And counting. As of now, I’m going on day seven — a whole week sans the grape! Holy shit, is all I can say.
I mean, it’s not that I haven’t gone, uh, a while sober (my longest in recent memory has been two weeks, and that felt absolutely miraculous to me), it’s just, well, I haven’t gone a long, intentional while for a while (almost a year now of practically daily drinking). Obviously, it’s really hard for me not to drink, to escape the habit of drinking. However, for some reason(s), this time I’m getting by and feeling stronger every day.

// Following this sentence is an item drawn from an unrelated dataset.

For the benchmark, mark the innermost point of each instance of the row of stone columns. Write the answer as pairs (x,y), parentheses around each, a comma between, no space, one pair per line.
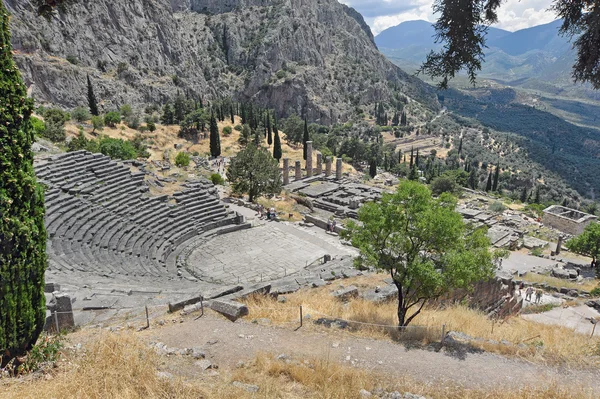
(309,166)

I’ve been thinking about what’s been giving me that extra helping hand and here’s what I’ve come up with:
1. This blog: It’s serving as my anchor, so to speak. I like coming to it. I like holding it in my hands, as I would a cup, and filling it up with my angst, my craving, my pedantic need to expose — for some reason now — the minute details of my struggle with the bottle. It’s NICE to have this blog here, as a friend, in a way, as someone who will listen. And it’s public, which makes me feel like I’m really, really, really no longer hiding. And that gives me added strength, for reasons that I can’t quite articulate at the moment. (Even though I’m doing this anonymously, it still feels like I’m no longer hiding. It feels like I’m talking to someone, and they’re getting it, and they’re maybe going to leave a comment and then, we’ll be talking about it together. Warts and all, it’s coming out. And the fact that hiding my problem is less important, for once, than maintaining my sobriety seems to be an extraordinary source of strength and self-love.)
2. My work: I hate to say it, but above all else — and that includes the rock bottoms, hurting myself, and hurting my friends and family — is my work. I know that if I drink and get hung over this week, I’ll jeopardize my ability to turn in a good edit on time to an excellent potential client.
3. Fatigue: I’ve intentionally built a daily schedule that will either a/keep me distracted to the point of forgetting that booze even exists, or b/exhaust me beyond the ability to stay awake past midnight let alone drink! Of course I wanted to drink tonight, as I was walking home from a truly exhausting bikram yoga class (I wanted to celebrate sweating out all those residual toxins by…ingesting more. Makes perfect sense, right?). By the time I rounded my ‘hood, I had forgotten all about getting wine, though. I was so tired that all I could focus on was getting home, and when I finally did, I realized that it was too late to get wine. I may have looked, had there been an actual wine shop that was open, but honestly, I was counting on the craving to subside so that I could just laze through it and crash early.
4. Higher powah: Uh, I’ve been trying to contemplate this in concrete terms, and I think I can safely admit that I have NO IDEA what this means beyond the ability to resist your cravings, whether they be mental, physical, emotional, or all three. I’ve decided it’s close to one of two things: one day a few weeks ago when I was attempting to quit (I went a few days, but this happened on day two), I was suddenly awash (yes, it felt like a cool shower flowing down my entire body) in a feeling of deep calm. I realized that what I was experiencing was a complete absence of craving. Holy Jesus on High! It felt religious, actually, to be granted this reprieve. I have not felt SANS CRAVING for at least a decade, if not more, I guess. It’s a constant feeling, and a constant source of stress. In this state of “grace,” it felt like anything was possible, and that booze needed no role. I didn’t want it, didn’t see the need for it, and could imagine feeling excited, optimistic even, about life IN THE FUTURE without it! It made me realize how controlled I am by my cravings, how they trap and depress me, and how they affect my perception of not only the present, but my possible future. It went away after about five or six hours, but man, what RELIEF. THIS, I decided, was the sentiment I should bottle and label, Higher Power.
The second is knowing, like your worst journalistic story assignment, the one that is due in 36 hours and that you’re pretty sure you’re not going to find any sources for and your writing is probably going to suck, too, and your editor is going to fire you for missing deadline anyway — knowing that it will be over soon. Like feelings, and bad life experiences, cravings come and cravings go. It’s easier for me to grit my teeth and bear it, even a week into sobriety, because I’ve learned that my cravings usually only last for a few hours, or as long as it takes for me to distract myself enough to forget I was craving it in the first place.
Well, on that note, I’m off to bed before I find myself wandering out in my pajamas to grab a six pack.
(Tomorrow, remind me to discuss all things liver. I’ve been taking milk thistle for several months now, and while I thought it was helping (it’s supposed to help not only subdue hangovers but also heal a damaged liver), I’m not sure. Last week, my liver was feeling mushy, as if I pressed on it, my fingerprint would leave an indentation. Well, a week later, it still doesn’t feel hunky dory. In fact, even though it’s not aching and feeling mushy/sore, it still feels…gross. Like, solid. Like, hardened. Like, yikes!)